Yeah, I’ve been there
Harrison’s bio line describes her as an eco-friendly writer and entrepreneur who has built a business around helping people to plan “green friendly” weddings. She’s obviously traveled in some of these crunchy granola circles, and I can sympathize.
I agree that consensus building approaches can go too far. There are times when a leader has to make a decision, and there are times when it’s time to call for a vote — instead of going around the room for more endless yammering that only prolongs the misery.
But here’s the bigger problem
Nevertheless, I submit that being too exclusive is a much more common mistake for so many people in leadership positions.
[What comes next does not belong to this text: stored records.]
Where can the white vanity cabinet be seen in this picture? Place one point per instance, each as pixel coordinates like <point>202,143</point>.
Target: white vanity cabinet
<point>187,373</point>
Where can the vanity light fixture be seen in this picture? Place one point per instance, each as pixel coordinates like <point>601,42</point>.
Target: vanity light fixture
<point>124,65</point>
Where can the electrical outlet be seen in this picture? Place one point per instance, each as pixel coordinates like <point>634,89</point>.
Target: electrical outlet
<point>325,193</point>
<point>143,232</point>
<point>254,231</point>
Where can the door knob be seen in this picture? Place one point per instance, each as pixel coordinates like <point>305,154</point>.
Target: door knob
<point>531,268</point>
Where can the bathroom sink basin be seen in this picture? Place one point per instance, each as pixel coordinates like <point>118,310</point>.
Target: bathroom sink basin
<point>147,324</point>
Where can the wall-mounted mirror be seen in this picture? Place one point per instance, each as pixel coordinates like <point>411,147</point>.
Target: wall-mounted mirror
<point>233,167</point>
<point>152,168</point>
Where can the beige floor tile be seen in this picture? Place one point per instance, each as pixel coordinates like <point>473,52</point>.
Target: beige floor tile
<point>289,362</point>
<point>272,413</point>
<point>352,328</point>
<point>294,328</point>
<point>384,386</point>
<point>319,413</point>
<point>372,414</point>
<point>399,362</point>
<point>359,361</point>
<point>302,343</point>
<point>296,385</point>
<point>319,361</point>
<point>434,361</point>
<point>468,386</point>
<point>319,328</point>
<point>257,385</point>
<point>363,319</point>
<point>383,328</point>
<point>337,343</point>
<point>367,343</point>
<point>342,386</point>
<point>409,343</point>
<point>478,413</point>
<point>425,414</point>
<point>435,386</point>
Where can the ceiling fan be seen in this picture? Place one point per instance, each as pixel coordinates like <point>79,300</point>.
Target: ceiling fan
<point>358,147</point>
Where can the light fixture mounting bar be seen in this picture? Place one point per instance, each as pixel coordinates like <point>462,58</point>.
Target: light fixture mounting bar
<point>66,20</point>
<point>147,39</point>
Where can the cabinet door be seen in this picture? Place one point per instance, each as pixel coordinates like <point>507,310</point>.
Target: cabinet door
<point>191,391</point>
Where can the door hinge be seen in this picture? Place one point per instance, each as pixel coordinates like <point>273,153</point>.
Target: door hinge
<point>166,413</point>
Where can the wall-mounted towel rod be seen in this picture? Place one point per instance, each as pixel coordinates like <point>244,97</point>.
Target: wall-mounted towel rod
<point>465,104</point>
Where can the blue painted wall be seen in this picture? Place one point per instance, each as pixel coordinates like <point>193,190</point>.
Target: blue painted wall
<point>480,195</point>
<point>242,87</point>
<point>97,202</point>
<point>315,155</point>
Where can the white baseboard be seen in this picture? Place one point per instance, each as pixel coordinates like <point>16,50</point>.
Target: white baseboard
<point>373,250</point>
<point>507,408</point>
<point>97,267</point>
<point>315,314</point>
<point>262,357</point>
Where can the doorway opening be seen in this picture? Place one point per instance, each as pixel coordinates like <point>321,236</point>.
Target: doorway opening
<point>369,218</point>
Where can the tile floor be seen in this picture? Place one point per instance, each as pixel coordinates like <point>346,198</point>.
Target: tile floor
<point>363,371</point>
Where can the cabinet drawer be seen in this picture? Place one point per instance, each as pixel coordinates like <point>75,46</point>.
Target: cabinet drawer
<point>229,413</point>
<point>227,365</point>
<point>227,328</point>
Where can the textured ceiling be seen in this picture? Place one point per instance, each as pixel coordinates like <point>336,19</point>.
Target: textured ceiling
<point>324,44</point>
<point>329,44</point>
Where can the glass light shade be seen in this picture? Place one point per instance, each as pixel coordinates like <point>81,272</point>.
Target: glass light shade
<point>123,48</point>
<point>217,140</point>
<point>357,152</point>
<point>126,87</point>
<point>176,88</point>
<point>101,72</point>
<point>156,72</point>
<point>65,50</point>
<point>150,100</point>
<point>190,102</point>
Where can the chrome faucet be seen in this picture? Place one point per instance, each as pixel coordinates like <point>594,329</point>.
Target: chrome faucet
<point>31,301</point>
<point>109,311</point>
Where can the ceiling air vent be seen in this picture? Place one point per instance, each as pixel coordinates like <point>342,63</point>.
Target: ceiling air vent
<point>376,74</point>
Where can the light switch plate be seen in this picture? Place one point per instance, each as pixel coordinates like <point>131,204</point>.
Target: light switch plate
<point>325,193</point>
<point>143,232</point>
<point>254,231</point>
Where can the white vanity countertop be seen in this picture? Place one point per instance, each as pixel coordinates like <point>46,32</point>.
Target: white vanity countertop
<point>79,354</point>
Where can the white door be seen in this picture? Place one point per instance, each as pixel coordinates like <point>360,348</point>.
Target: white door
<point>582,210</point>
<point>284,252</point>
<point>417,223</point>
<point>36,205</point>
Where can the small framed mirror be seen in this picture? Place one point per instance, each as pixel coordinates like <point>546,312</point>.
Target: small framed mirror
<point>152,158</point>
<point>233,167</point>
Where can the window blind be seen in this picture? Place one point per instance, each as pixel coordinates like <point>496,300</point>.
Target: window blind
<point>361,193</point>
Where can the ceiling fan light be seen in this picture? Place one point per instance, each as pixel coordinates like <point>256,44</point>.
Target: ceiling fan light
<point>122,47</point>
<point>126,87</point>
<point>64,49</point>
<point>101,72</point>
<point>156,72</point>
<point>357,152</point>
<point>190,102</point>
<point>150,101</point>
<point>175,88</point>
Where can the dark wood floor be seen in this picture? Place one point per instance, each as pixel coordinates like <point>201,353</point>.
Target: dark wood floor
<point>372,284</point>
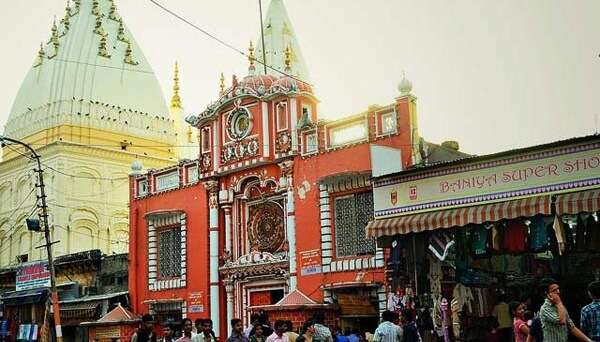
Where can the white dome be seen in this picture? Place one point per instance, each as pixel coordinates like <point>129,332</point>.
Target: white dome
<point>405,86</point>
<point>77,72</point>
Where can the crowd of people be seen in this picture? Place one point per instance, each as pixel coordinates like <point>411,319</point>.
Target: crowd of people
<point>512,322</point>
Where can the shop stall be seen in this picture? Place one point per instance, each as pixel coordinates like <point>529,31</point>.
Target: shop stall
<point>469,236</point>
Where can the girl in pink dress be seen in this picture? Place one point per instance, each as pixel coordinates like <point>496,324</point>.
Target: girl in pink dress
<point>520,327</point>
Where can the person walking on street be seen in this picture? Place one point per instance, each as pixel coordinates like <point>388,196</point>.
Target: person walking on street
<point>520,328</point>
<point>187,331</point>
<point>590,314</point>
<point>410,333</point>
<point>168,334</point>
<point>146,331</point>
<point>387,331</point>
<point>237,331</point>
<point>289,331</point>
<point>556,323</point>
<point>307,334</point>
<point>279,334</point>
<point>322,332</point>
<point>258,335</point>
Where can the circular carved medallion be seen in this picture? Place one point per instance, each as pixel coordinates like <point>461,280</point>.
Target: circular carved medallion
<point>266,229</point>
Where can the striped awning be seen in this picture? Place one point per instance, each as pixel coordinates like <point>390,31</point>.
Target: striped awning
<point>459,217</point>
<point>576,202</point>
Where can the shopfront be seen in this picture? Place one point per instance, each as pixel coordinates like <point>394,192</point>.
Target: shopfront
<point>467,234</point>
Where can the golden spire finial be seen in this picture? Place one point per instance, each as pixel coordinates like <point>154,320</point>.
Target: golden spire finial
<point>103,50</point>
<point>176,100</point>
<point>129,55</point>
<point>288,59</point>
<point>251,58</point>
<point>222,84</point>
<point>41,54</point>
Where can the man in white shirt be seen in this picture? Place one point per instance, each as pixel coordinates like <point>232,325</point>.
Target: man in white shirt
<point>387,331</point>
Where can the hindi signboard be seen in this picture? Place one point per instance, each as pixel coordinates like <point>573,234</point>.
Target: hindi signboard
<point>468,184</point>
<point>32,276</point>
<point>310,262</point>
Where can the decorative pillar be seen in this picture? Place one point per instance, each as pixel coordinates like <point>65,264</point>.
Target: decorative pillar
<point>286,181</point>
<point>212,187</point>
<point>227,210</point>
<point>229,291</point>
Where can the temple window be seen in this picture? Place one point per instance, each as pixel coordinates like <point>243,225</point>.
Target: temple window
<point>281,111</point>
<point>205,136</point>
<point>167,181</point>
<point>352,213</point>
<point>169,252</point>
<point>388,123</point>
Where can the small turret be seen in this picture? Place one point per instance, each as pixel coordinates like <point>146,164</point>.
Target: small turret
<point>251,59</point>
<point>288,59</point>
<point>129,55</point>
<point>95,8</point>
<point>103,50</point>
<point>112,14</point>
<point>176,100</point>
<point>222,85</point>
<point>40,57</point>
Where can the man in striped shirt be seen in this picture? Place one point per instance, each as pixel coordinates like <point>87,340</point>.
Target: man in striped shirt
<point>387,331</point>
<point>556,323</point>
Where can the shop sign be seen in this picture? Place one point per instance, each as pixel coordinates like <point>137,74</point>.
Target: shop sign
<point>196,302</point>
<point>310,262</point>
<point>33,276</point>
<point>28,332</point>
<point>108,332</point>
<point>468,184</point>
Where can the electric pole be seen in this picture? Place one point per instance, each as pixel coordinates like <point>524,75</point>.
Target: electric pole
<point>44,216</point>
<point>262,36</point>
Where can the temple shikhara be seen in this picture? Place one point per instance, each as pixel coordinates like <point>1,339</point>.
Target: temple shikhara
<point>271,214</point>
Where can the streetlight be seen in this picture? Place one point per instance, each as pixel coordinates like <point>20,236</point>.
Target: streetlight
<point>44,216</point>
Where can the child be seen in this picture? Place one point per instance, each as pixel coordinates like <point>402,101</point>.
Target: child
<point>494,334</point>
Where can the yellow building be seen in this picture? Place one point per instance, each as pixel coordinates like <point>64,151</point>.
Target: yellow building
<point>90,106</point>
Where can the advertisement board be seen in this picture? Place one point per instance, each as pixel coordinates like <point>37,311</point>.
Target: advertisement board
<point>310,262</point>
<point>468,184</point>
<point>32,276</point>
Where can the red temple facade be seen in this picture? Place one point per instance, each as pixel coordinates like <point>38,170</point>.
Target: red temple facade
<point>272,214</point>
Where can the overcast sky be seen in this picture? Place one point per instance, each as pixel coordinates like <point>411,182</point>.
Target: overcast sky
<point>493,75</point>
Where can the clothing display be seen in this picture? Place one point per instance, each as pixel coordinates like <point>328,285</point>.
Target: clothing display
<point>440,243</point>
<point>479,242</point>
<point>538,236</point>
<point>515,236</point>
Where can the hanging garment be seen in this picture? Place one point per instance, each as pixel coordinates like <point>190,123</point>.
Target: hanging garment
<point>479,242</point>
<point>538,237</point>
<point>496,237</point>
<point>396,257</point>
<point>440,243</point>
<point>561,237</point>
<point>593,229</point>
<point>515,236</point>
<point>581,235</point>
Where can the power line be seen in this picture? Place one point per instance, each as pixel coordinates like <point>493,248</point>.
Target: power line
<point>222,42</point>
<point>48,167</point>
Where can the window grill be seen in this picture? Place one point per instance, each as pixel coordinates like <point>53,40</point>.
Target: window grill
<point>170,253</point>
<point>352,213</point>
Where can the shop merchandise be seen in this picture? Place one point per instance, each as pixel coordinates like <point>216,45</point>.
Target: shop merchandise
<point>561,236</point>
<point>581,235</point>
<point>440,244</point>
<point>593,229</point>
<point>496,240</point>
<point>515,237</point>
<point>538,236</point>
<point>394,303</point>
<point>479,242</point>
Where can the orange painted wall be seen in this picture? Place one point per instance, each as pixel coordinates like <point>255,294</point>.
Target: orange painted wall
<point>192,200</point>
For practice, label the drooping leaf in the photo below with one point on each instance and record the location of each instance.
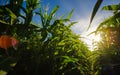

Sometimes bosses start that way, coming in with an agenda based on biased impressions or inaccurate information. They’ve already pre-programmed themselves to disregard certain points of view about how to best run the organization.
Others start out being somewhat more inclusive, but then they circle the wagons and stop listening to voices that offer different viewpoints or perspectives. For some this occurs almost unconsciously; inside, they still think of themselves as “inclusive” leaders.
And the more inexperienced and insecure the boss, the more likely this is to happen.
It’s about balance
Being an organizational leader is difficult work, whether it’s in a small department or a large institution. Achieving the right balance between inclusivity and exclusivity is one of the toughest challenges of all. Maintaining an ongoing awareness of that tension is the best that most of us can do.